A Great Way To Reduce Post-Workout Soreness

November 12, 2015 | John Paul Catanzaro

Without a doubt, branched-chain amino acids (BCAAs) top the list of supplements to take during a workout. BCAAs have a host of research-supported benefits for weight lifters. For example, they can stimulate anabolism and deter catabolism, prevent mental fatigue, and provide energy, endurance, and an increased rate of recovery.

Along with their unique anabolic and anti-catabolic effects, the most valuable aspect of BCAAs in my opinion is their ability to reduce post-workout soreness. You may not appreciate this at the time, but you will afterward. Here’s a story to prove my point.

Back in 1998, I was approached by Phill, a 40-year-old male who wanted to lose a few pounds and get into shape. I placed him on a dietary plan geared toward apple-shaped individuals along with a circuit training program that’s featured in my Body Composition Strategies system. In a short period of time, his body weight dropped from 195 lb down to 183 lb and his waist circumference went from 101.5 cm down to 94.7 cm.

By 2001, his body weight had stabilized at 172 lb and his waist at 87.2 cm. He was a different person at this point. In addition to improvements in body composition, his health and fitness levels had improved significantly. Everything was going great until he was relocated to another province for work. Then things started to fall apart.

The next time I saw him was in 2004, roughly 3 years later, and his shape had deteriorated “big” time. His body weight was up to 200 lb and his waist measurement was 103 cm. He was pretty much back to where he started when I first saw him in 1998. So the plan was to do the exact same protocol that we had success with initially with one minor addition: BCAAs.

You see, when Phill first started the program in ’98, he was extremely sore. That first week was painful and all he did was just 1 set of each exercise with a very light weight. That was all it took to cause him so much discomfort and it lingered into the second week as well. This time, however, we were going to test the effectiveness of BCAAs on post-workout soreness. Everything had returned to baseline at this point and since it was a few years later, not weeks or months, “muscle memory” wouldn’t be an issue.

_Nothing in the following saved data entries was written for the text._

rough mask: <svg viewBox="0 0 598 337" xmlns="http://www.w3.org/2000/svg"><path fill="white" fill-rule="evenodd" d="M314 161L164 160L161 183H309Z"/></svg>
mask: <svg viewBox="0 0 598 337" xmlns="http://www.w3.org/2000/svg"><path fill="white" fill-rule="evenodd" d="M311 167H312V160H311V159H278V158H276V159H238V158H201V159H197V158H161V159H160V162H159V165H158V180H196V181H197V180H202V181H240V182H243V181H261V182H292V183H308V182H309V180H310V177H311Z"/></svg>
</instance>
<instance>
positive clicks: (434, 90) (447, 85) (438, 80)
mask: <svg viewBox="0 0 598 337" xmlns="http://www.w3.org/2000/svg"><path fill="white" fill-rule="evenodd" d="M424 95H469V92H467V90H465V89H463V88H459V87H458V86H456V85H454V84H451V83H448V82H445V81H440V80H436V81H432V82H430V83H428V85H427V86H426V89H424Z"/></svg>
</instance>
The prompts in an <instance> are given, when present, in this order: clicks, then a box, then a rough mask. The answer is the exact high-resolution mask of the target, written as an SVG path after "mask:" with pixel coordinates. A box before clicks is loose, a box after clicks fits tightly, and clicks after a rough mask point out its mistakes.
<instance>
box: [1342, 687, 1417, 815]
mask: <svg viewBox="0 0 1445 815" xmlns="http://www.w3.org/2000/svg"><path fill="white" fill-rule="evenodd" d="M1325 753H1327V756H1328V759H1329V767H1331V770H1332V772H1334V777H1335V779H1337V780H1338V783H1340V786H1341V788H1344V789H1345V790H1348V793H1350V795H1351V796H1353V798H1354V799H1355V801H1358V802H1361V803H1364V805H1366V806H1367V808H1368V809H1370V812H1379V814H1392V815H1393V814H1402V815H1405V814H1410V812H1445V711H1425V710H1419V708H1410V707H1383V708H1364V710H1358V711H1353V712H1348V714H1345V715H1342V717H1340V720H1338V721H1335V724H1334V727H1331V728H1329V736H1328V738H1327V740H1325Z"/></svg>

So the training commenced exactly as it did before – that is, the same weights, reps, sets, tempo, rest intervals, frequency, and progressions. The only difference was that he took 20 grams of BCAAs during his workouts (between sets).

And the result: very little soreness! He felt some minor tenderness that first week (nothing close to what he felt before) and absolutely no soreness the second week. We were able to progress much quicker this time around and he was back to fighting shape in no time!

The moral of the story is that BCAAs can be very helpful during the beginning stages of a new routine to reduce post-workout soreness. Use them!